Che cosa fa la differenza?

"Secondo me tutto è legato alla connessione tra l'attività clinica ospedaliera professionale e la posizione accademica, perché è una posizione di potere non soltanto accademico ma anche economico".

Come uscirne?

"Come ha annunciato il ministro Moratti e come fanno le grandi università del mondo. Non si fanno concorsi, si fa la cooptazione. Mi va bene il tale e chiamo il tale".

Perché allora c'è il concorso?

"Perché consente il controllo da parte della lobby".

Ma il risultato sarebbe ottenuto nello stesso modo.

"No, io ho lavorato alla Columbia University, in Germania, in Olanda, in Inghilterra, in Svezia. E lì decide o il consiglio di facoltà o il preside, c'è una struttura che decide e che ha tutto l'interesse alla più alta qualificazione".

Mentre i concorsi farsa rispondono a quale interesse?

"Al fatto che una disciplina venga controllata. Oltrettutto in questo modo si è esasperato il localismo".

L'irresistibile ascesa del cretino locale, è il titolo di un saggio sul problema.

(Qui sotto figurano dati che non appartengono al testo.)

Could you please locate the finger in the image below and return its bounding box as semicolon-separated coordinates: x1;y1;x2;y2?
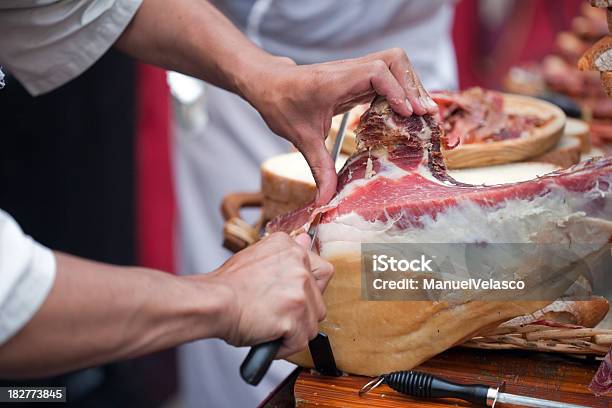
357;48;437;115
404;67;429;115
294;233;310;249
381;48;428;115
298;138;338;206
365;60;413;116
410;68;438;115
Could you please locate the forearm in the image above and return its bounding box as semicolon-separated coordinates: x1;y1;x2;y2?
0;254;231;378
116;0;292;99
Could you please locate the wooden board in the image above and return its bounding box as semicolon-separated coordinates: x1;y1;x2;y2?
294;349;612;408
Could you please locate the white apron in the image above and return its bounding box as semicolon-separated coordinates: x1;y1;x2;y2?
174;0;457;408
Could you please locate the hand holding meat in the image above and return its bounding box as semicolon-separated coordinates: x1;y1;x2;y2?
241;48;437;204
209;233;333;358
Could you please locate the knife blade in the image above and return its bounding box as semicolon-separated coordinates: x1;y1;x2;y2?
240;112;349;385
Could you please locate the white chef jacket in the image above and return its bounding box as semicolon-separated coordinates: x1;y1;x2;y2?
0;0;142;344
174;0;457;408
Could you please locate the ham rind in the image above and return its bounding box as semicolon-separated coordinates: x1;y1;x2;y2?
267;98;612;375
589;348;612;395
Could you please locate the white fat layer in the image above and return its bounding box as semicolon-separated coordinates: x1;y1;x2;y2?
318;176;612;259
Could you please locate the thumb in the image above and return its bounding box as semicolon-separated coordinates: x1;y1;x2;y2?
300;139;338;206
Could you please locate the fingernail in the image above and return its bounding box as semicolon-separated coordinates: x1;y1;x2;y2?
419;96;430;110
425;95;438;108
404;99;413;115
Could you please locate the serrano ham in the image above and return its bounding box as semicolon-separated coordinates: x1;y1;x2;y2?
267;97;612;375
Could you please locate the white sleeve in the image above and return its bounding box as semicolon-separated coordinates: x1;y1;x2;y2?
0;0;142;95
0;210;55;345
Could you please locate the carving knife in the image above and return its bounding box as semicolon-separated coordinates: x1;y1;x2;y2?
240;112;349;385
359;371;587;408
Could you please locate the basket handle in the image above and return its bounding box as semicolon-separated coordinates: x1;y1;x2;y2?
221;192;263;252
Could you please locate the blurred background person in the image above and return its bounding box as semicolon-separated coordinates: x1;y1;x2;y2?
171;0;458;408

"Esatto, perché far venire un professore da fuori comporta un peso in più sul bilancio della facoltà, mentre far vincere uno interno quasi non incide perché è poca cosa la differenza tra lo stipendio di un professore associato e quello di ordinario. Sono inverosimili idiozie, che finiscono con il dequalificare il sistema. Parliamo tanto di autonomia e dunque applichiamola, chi la userà bene andrà su, chi la userà male andrà giù".